Making a very reliable NFS server that runs nothing but NFS is paramount. Running a dual head/single shelf system can give you some redundancy there, but, once you try to go dual head/dual shelf, you run into quite a few problems. While you can run master/slave with dual head/dual shelf, dual primary requires a clustered filesystem like OCFS or GFS. So, step one, make a very reliable, very simple NFS server.

You can use heartbeat and run your webservers on the edge, and in the event that one fails, the other poisons your arp and starts answering the requests. However, this becomes a little unwieldy and eventually you will want to put a load balancer (or pair) in front of your webservers and use IPVS/LVS to direct requests to your backends. With ipvs, you will want to set up connection affinity to make sure that users usually hit the same server which makes anything that uses php sessions happy. You can also share the sessions directory on the NFS server which would allow both machines to access the same session files.

MySQL becomes fun. It requires three nodes to run clustering, though, with a little trickery, you can do it with two nodes. MySQL doesn't play well with NFS filesystems, so, you will want to run a master/slave setup with heartbeat to failover, or, set up a pair of mysql servers and run them in a clustered setup.

Your read/write load will be the real determining factor.

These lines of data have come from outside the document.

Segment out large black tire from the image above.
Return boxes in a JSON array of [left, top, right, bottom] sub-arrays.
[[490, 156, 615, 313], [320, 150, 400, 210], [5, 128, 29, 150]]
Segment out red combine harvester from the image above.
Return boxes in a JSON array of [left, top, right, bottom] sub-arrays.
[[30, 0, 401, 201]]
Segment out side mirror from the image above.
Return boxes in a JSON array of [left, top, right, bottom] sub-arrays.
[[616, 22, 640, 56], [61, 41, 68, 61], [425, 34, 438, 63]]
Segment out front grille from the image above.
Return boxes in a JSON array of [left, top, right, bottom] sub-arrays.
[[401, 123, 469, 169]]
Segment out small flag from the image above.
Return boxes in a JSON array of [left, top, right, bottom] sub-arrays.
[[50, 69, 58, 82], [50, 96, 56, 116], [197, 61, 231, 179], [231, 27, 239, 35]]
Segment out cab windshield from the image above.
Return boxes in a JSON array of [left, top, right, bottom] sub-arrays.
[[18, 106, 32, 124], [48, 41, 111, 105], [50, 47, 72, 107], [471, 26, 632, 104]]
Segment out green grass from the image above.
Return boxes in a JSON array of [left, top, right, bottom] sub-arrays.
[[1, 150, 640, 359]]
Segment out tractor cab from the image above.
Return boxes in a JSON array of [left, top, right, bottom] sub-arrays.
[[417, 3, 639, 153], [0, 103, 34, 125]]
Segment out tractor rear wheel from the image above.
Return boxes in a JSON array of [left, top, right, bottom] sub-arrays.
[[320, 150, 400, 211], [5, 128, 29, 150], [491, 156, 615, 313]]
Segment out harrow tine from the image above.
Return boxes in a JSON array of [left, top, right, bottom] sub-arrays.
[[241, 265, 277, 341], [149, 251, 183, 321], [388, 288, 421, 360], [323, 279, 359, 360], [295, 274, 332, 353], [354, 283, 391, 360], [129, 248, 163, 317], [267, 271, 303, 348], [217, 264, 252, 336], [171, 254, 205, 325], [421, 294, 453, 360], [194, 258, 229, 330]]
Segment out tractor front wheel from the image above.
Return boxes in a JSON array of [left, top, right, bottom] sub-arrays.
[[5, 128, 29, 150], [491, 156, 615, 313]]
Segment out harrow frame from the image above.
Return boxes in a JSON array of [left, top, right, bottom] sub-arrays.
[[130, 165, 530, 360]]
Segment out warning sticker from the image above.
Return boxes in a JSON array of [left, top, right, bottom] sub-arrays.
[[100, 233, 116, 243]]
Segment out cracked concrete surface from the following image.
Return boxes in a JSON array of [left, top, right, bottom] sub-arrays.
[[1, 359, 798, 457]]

You'll want to run a gigE LAN connection to the NFS servers, and a separate connection to the Internet. If you are running a heavy read load, you won't have too many issues. If all of your servers are running a heavy write load, you'll run into quite a few other things. If possible, use Jumbo frames on your LAN if you have large files that you typically serve. Since the files are on the NFS server, if you use sendfile with apache, and the file is later deleted, the next time you access the file you'll get a bus error.

If you wanted to get tricky, and you were doing a high read volume, you could consider using AFS which does small local caches from the shared storage. That way, if the webserver disconnects from the storage node, it could still serve most of the static content. Alternatively, using Varnish/Squid or some other caching system will considerably cut down on LAN bandwidth. Then, you have the issue of having one or two Varnish servers that have their own cache, duplicating content in memory. That could be a worthwhile tradeoff to reduce LAN traffic.

Once you get the framework set up, going from two webservers to three is just a matter of adding a new server. It is the step from one to two that usually is quite a leap. Some software behaves differently when running on a cluster as opposed to running on a single machine.


That sounds like a reasonable plan to me. Are you just looking to scale or eliminate single points of failure? If the latter, your shared storage could present a problem as well (and add additional latency if the reads are not cached locally by the Apache servers). If your content is mostly static, there are ways to have an authoritative content store and then replicate it out to your web nodes periodically so they each have a local copy. This is more complex, but allows your centralized storage to fail as well without taking all of the web nodes with it.